Figure 2 depicts the SAP monitoring architecture.

An illustration of the SAP monitoring architecture. SAP sends data to Windows EventLog and Linux Syslog which are both imported into Azure Log Analytics. Azure Alerts, Azure Runbook, and Power BI dashboards take information from Log Analytics and send the data downstream.
Figure 2. SAP monitoring architecture

Considerations and best practices

Our application of monitoring for SAP on Azure is a continually evolving process. We’ve identified several considerations and best practices that have helped us optimize the SAP monitoring environment, including:

  • Adopting a layered approach provides end-to-end high-level visibility and granular exposure of specific components. By building our monitoring solution around the four layers of SAP functionality, we were able to create a logical, business-focused approach to monitoring that always provides relevant information, regardless of the layer. Our engineers and support teams can gain the detailed, technical perspective that they need, while our business and executive stakeholders access dashboards that use practical business-oriented terminology and data.
  • Azure Monitor provides a single, scalable platform for all monitoring needs. Azure Monitor provided the core functionality for our SAP monitoring capability. It scales to our monitoring needs, integrates directly and intuitively with Azure components, and provides a single management and development environment for all our monitoring needs.
  • Monitoring the monitoring solution itself is critical. We put significant effort into ensuring that our SAP monitoring solution is running effectively and efficiently. As our SAP environment grows and changes, we track alert thresholds and critical data streams to provide the most accurate and relevant reporting and alerting to our end users.
  • Monitoring data can be used to measure and ensure desired state configuration. The depth of monitoring data that we collect allows us to examine aspects of environment configuration such as SQL or HANA database parameters, VM configuration, and application settings.
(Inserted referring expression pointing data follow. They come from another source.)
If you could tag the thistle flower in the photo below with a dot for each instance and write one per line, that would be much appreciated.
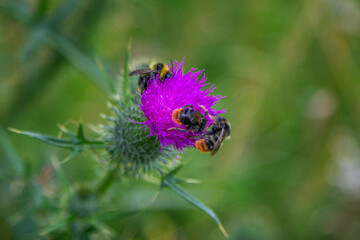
(129, 144)
(161, 98)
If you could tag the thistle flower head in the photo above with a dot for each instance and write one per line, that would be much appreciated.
(129, 144)
(162, 97)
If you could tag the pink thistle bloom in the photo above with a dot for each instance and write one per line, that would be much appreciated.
(161, 98)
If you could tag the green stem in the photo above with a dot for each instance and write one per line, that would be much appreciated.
(107, 180)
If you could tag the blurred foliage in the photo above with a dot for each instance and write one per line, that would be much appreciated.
(289, 69)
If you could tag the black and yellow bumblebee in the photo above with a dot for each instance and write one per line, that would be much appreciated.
(213, 139)
(192, 119)
(151, 72)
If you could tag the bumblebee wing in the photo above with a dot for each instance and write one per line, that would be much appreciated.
(218, 142)
(141, 71)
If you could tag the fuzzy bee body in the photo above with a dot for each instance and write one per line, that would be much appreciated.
(213, 139)
(192, 119)
(150, 73)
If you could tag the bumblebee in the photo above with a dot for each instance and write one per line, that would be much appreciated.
(151, 72)
(213, 139)
(190, 118)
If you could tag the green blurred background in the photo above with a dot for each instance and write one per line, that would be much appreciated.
(290, 74)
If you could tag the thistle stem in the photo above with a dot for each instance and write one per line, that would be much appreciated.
(107, 180)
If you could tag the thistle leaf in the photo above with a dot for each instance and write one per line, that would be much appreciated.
(170, 182)
(14, 159)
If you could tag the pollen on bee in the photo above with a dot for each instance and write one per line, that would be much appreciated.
(201, 146)
(176, 116)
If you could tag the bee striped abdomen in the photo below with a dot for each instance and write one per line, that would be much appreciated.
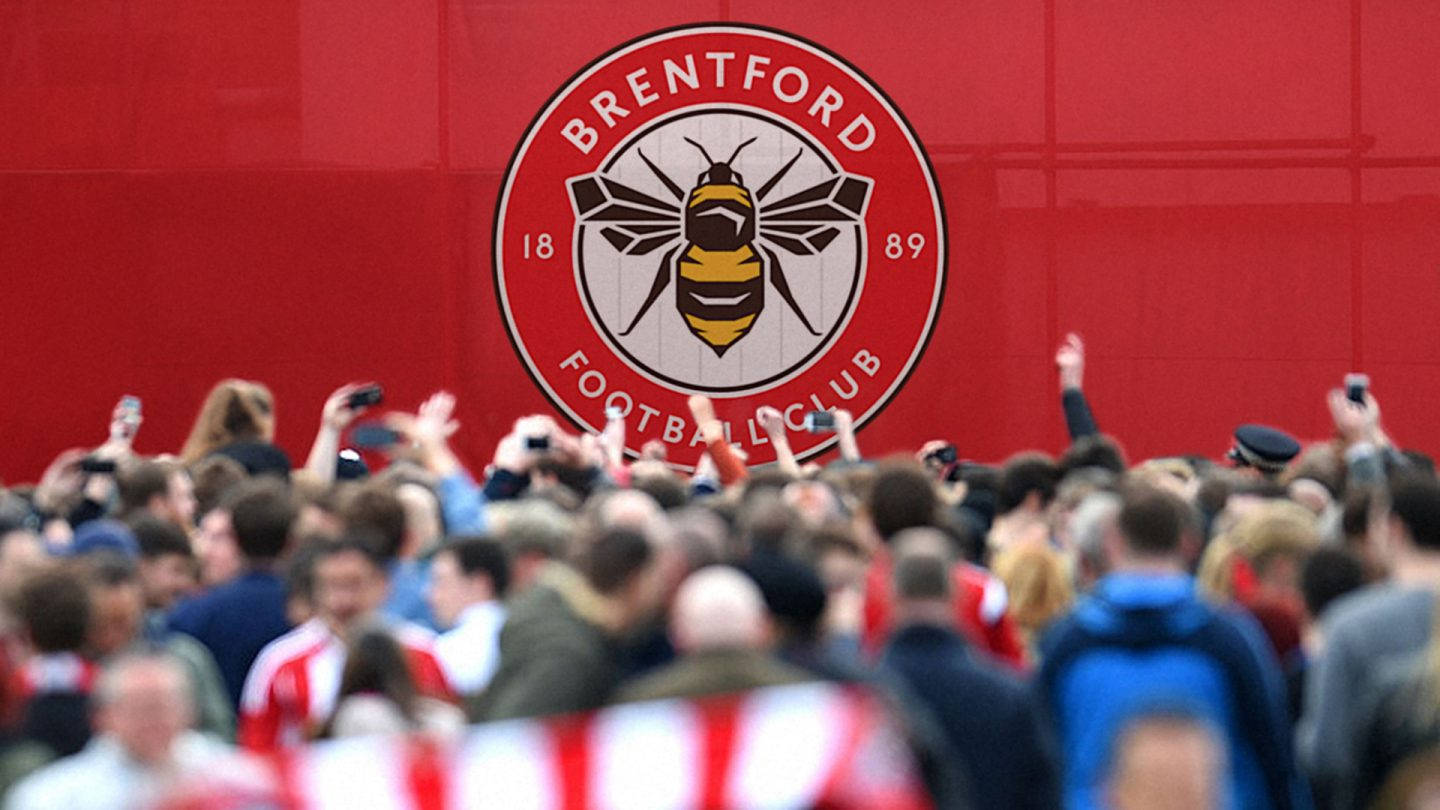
(719, 293)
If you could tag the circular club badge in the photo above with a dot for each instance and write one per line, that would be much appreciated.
(726, 211)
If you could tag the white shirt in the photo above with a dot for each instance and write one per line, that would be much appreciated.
(470, 652)
(104, 777)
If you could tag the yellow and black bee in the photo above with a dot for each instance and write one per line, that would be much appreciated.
(719, 238)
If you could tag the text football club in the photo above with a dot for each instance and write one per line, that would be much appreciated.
(727, 211)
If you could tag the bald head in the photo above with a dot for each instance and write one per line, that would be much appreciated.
(717, 608)
(920, 577)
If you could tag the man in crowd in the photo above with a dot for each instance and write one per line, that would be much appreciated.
(470, 578)
(988, 718)
(559, 650)
(143, 742)
(156, 489)
(291, 691)
(722, 632)
(236, 619)
(1365, 630)
(1144, 637)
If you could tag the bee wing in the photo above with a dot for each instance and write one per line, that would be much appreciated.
(634, 222)
(805, 222)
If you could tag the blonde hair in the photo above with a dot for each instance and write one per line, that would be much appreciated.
(235, 410)
(1273, 529)
(1038, 584)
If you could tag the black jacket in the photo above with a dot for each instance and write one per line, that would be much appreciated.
(988, 717)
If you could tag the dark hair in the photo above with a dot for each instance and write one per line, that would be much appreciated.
(375, 663)
(143, 480)
(160, 538)
(667, 490)
(262, 513)
(902, 497)
(213, 476)
(110, 570)
(376, 508)
(612, 558)
(481, 555)
(1095, 450)
(1023, 474)
(55, 607)
(1152, 521)
(300, 570)
(920, 574)
(1416, 500)
(352, 542)
(1326, 575)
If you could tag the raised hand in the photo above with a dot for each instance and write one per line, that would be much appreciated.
(1070, 362)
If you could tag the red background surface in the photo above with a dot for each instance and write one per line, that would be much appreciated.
(1233, 202)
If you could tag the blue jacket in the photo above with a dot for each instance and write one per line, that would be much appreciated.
(235, 620)
(1144, 642)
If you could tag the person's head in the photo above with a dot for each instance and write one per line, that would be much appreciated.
(920, 577)
(55, 608)
(422, 518)
(378, 510)
(1155, 528)
(1027, 482)
(22, 554)
(1167, 758)
(902, 497)
(1413, 521)
(1092, 451)
(160, 489)
(719, 608)
(1329, 574)
(166, 561)
(261, 515)
(375, 665)
(467, 571)
(618, 562)
(235, 410)
(1093, 529)
(350, 582)
(216, 548)
(213, 476)
(143, 701)
(300, 578)
(533, 532)
(1037, 582)
(117, 604)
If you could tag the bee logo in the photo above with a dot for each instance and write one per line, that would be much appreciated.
(719, 242)
(726, 211)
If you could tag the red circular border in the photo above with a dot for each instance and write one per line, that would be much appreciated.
(534, 192)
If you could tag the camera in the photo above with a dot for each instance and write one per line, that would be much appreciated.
(1355, 388)
(367, 395)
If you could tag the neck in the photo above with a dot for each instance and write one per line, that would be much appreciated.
(1149, 565)
(936, 613)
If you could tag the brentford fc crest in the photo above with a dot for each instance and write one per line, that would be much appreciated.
(727, 211)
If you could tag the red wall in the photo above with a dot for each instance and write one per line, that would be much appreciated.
(1233, 202)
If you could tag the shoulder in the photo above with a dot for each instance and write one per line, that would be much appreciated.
(293, 646)
(1374, 604)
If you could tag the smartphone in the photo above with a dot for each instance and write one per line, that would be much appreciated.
(820, 421)
(1355, 388)
(367, 395)
(91, 464)
(945, 454)
(372, 435)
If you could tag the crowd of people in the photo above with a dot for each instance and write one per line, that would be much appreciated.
(1050, 632)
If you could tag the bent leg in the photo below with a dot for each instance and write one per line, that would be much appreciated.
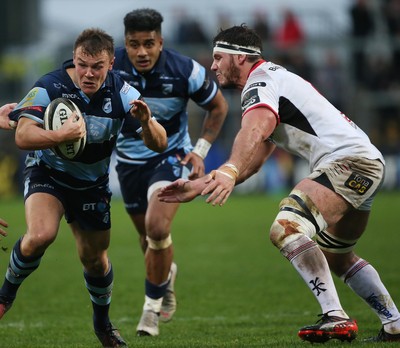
(98, 273)
(43, 214)
(356, 272)
(292, 232)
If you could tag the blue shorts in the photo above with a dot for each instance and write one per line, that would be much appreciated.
(135, 179)
(89, 207)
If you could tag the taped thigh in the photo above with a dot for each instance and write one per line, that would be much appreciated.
(297, 214)
(328, 242)
(154, 187)
(159, 244)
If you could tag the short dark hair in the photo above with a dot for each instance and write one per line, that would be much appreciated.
(94, 41)
(144, 19)
(239, 35)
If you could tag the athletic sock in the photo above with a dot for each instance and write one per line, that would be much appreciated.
(100, 289)
(19, 268)
(311, 264)
(364, 280)
(154, 295)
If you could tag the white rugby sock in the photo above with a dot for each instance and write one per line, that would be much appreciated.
(311, 264)
(364, 280)
(152, 304)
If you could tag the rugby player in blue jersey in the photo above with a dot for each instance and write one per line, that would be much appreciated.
(77, 189)
(6, 123)
(167, 80)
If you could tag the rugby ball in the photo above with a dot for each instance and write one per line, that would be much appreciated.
(57, 112)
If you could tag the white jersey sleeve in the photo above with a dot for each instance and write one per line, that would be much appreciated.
(309, 126)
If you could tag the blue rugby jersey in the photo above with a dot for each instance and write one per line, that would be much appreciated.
(104, 115)
(166, 89)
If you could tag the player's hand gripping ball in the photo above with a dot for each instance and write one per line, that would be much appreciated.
(57, 112)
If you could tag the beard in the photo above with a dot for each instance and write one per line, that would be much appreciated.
(231, 77)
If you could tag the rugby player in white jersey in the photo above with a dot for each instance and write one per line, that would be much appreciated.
(320, 222)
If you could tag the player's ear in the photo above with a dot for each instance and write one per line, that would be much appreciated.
(242, 58)
(111, 63)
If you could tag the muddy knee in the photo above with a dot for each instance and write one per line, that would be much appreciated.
(297, 216)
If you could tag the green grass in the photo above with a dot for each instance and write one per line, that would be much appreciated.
(234, 289)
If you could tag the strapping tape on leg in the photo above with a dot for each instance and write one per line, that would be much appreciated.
(328, 242)
(300, 215)
(159, 244)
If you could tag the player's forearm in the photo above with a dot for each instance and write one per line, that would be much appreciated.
(32, 137)
(214, 119)
(154, 135)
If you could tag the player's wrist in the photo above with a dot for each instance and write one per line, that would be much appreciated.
(201, 148)
(227, 169)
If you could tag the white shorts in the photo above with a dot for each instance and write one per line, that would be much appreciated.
(356, 179)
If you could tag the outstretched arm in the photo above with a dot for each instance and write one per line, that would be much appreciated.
(181, 190)
(5, 122)
(250, 147)
(153, 133)
(3, 224)
(217, 110)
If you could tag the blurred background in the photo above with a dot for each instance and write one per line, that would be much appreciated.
(348, 49)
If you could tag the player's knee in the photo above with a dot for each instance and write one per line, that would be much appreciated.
(297, 215)
(335, 245)
(159, 244)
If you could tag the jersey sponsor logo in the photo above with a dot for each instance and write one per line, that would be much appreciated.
(125, 88)
(59, 85)
(107, 106)
(250, 98)
(358, 183)
(28, 100)
(167, 88)
(70, 96)
(206, 83)
(275, 67)
(257, 84)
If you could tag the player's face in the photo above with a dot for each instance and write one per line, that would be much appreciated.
(143, 48)
(91, 71)
(226, 70)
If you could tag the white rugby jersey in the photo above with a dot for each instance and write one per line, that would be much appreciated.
(309, 126)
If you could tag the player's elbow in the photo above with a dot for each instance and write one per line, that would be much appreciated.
(158, 145)
(21, 140)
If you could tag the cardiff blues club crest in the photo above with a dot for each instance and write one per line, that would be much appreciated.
(167, 88)
(107, 107)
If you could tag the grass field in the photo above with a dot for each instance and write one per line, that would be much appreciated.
(234, 289)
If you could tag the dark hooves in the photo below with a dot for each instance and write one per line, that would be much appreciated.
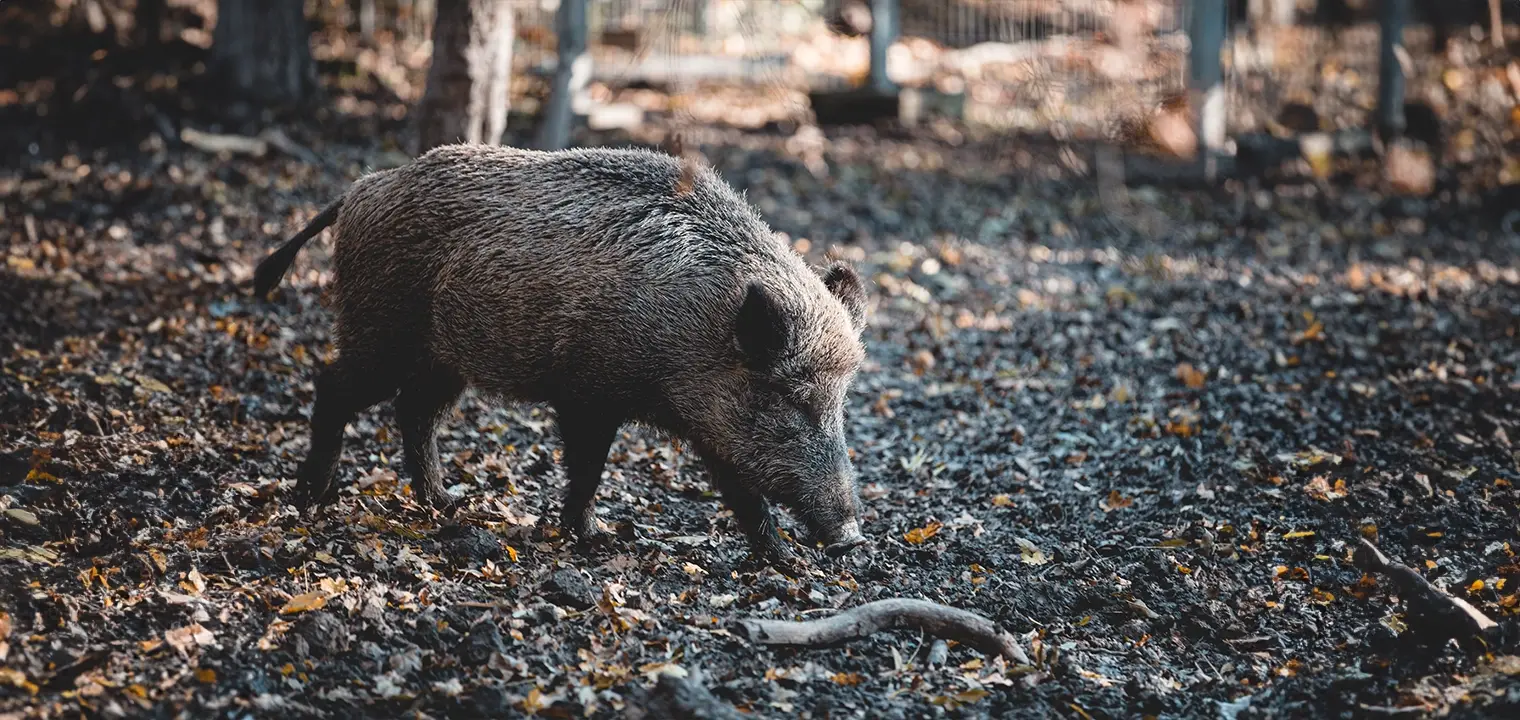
(309, 502)
(845, 547)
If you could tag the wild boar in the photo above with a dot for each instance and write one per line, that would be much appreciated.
(611, 284)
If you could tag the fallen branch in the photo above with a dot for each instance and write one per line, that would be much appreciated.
(868, 618)
(242, 145)
(1446, 614)
(680, 696)
(216, 143)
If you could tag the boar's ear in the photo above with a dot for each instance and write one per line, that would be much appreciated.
(847, 286)
(762, 327)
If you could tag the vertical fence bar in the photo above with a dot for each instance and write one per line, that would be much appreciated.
(883, 31)
(572, 72)
(1206, 76)
(1393, 15)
By tracking this information, we can measure the configuration state across our environment to ensure that all components remain in a state that supports efficient SAP system operation.
  • Using a single platform provides universal benefit. By using a single platform to collect and monitor SAP data, we’ve created a comprehensive overview of our SAP environment from end to end. We can understand relationships and dependencies between SAP components and business processes, and all metrics and data come from a single source.

Looking forward

As our SAP environment grows and changes, we’re examining new ways to improve our monitoring capabilities and create increased monitoring benefits across the SAP landscape. We’re incorporating predictive analytics into many of our monitoring streams to identify trends and perform predictive root-cause analysis for issues before they become a problem for our users. For example, identifying a sequence of events that frequently result in system downtime will allow us to recognize the event chain early and mitigate the issue quickly. We’re also investigating automation options for on-demand resource scaling, self-healing, and configuration-drift prevention.

Conclusion

We’re continually refining and improving our SAP monitoring solution on Azure. The single-platform solution built on Azure Monitor enables us keep key business users informed of business-process flow, provides a complete assessment of business-process health to our leadership, and helps our engineering teams create a more robust and efficient SAP environment. Telemetry and business-driven monitoring have transformed the visibility into our SAP environment on Azure, and our continuing journey toward deeper business insights, intelligence, and automation is making our entire business better.